[Bug + Feature] Historical backfill exposes three temporal-correctness gaps

## Summary

While attempting to **backfill historical data** into Graphiti —- ingesting data from old session log files, so that the resulting facts are stamped with the time the underlying event actually happened, not the time ingestion ran —- three independent gaps were uncovered. The bi-temporal model is the differentiator that makes backfilling work: agents can reason about "what was true when," and contradictions get resolved via temporal supersedence. However, in the case of importing structured data, we know precisely when an event happened, so we need not rely on inference to discern the dates from the episode body, if we are able to pass it in as a parameter.

I propose modifying the MCP interface to add `reference_time`, and updating the prompt to tell the model to use it, and closing gaps in the existing prompt that caused the model to guess at dates of some related edges. I also suggest an update to `delete_episode` so that it does not leave dangling references, pointing at no-longer existing nodes, in the graph.

## The use case

A "memory consolidation" script runs on old Claude session logs, to extract useful context information and import it into the graph using `add_memory` on the Graphiti MCP server for each one. Each save passes the session's actual date as the temporal reference.

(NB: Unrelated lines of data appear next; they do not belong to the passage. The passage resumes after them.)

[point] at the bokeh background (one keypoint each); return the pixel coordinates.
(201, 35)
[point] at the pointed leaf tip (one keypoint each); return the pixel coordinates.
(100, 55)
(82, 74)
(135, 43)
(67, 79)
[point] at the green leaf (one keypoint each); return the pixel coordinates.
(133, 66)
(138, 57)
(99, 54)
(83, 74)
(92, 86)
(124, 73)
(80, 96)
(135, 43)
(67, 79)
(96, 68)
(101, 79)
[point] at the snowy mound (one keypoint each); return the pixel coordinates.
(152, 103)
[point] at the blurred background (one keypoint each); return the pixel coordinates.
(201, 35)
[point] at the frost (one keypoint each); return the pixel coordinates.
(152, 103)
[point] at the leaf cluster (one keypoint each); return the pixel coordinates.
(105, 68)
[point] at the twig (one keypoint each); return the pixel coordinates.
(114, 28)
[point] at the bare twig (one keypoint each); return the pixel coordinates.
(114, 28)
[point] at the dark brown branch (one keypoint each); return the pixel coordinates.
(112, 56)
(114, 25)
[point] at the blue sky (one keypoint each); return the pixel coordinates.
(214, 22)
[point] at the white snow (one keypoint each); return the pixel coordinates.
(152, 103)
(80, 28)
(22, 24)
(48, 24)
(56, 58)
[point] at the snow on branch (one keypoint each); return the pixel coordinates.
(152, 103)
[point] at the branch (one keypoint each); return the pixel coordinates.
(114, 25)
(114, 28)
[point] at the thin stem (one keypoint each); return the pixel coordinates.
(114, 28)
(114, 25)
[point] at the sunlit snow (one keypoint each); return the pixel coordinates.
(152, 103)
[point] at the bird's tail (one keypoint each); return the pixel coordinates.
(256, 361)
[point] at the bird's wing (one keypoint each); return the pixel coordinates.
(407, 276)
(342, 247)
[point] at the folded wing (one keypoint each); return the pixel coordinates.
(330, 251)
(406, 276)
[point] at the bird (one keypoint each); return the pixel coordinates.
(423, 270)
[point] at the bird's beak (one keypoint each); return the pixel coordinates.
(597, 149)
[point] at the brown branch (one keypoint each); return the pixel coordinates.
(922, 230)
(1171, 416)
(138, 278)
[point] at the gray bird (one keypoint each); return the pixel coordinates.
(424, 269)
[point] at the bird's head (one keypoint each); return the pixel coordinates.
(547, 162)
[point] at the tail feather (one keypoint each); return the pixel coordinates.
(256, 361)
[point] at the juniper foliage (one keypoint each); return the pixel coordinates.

For this to work end-to-end three things are needed to behave correctly:

1. The MCP `add_memory` tool must accept and propagate a caller-supplied `reference_time`.
2. In case of mistakes or corrections and we want to delete an entry, the MCP `delete_episode` tool must cascade to the edges and entities derived from the episode (so a bad ingest can be cleanly undone and re-tried).
3. The fact-extraction LLM must honor `REFERENCE_TIME` when text contains no explicit date, instead of guessing.

Currently, Graphiti lacks all three.

---

## Gap 1: MCP `add_memory` throws away `reference_time`

`graphiti_core.Graphiti.add_episode` already accepts a `reference_time` parameter and uses it correctly. The MCP wrapper at `mcp_server/src/graphiti_mcp_server.py` does not expose it — `add_memory` has no such parameter, and the internal queue service hardcodes `reference_time=datetime.now(timezone.utc)`.

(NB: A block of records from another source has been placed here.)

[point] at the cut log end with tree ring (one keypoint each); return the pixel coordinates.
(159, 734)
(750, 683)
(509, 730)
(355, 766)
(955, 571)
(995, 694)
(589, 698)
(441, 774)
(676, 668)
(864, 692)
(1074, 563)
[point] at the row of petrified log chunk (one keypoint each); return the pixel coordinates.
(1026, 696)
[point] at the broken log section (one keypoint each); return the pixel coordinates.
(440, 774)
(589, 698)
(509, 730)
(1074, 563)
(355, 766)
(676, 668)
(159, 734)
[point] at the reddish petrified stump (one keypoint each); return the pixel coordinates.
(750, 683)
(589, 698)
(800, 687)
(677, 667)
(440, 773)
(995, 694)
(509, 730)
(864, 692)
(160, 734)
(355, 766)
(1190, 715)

Result: every MCP-driven ingest is stamped with the ingestion time, instead of the time when the underlying event happened. This blocks the backfill use case.

**Proposed fix:**
- Add optional `reference_time: str | None = None` (ISO-8601) to the MCP `add_memory` tool.
- Parse the string to `datetime` inside the tool (MCP can't carry `datetime` across the JSON boundary).
- Plumb through `QueueService.add_episode`, defaulting to `datetime.now(timezone.utc)` when the caller omits it — preserves current behavior for every existing caller.
- Unit test that an explicit `reference_time` reaches the underlying `add_episode` call and that `None` falls back to a fresh `now()`.

## Gap 2: MCP `delete_episode` is shallow — leaves orphan edges and entities

The MCP `delete_episode` tool calls `EpisodicNode.delete(client.driver)`, which drops only the `Episodic` node. The `RELATES_TO` edges that were extracted from the episode remain in the graph, with stale `episodes` arrays pointing at the now-deleted UUID. `Entity` nodes that were mentioned **only** by the deleted episode are also left behind as orphans.

`graphiti_core.Graphiti.remove_episode` already exists and does the cascading delete correctly: it removes the episode, the edges where this episode is the first provenance entry, and any entity nodes mentioned only by the deleted episode.

This blocks the use case at "if I make a bad ingest, I can't cleanly undo it and retry."

**Proposed fix:**
- One-line change in `mcp_server/src/graphiti_mcp_server.py`: replace the `EpisodicNode.get_by_uuid` + `episodic_node.delete` pair with `await client.remove_episode(uuid)`.

## Gap 3: Fact extractor hallucinates today's date for ambiguous past-tense facts

When an episode is ingested with a historical `reference_time` (so `episode.valid_at` is correctly set in the past), graphiti-core correctly passes `latest_episode.valid_at` to the fact-extraction LLM as `REFERENCE_TIME` (`graphiti_core/utils/maintenance/edge_operations.py:195`). But the LLM frequently ignores it and stamps extracted edges with **today @ 00:00 UTC** as `valid_at`.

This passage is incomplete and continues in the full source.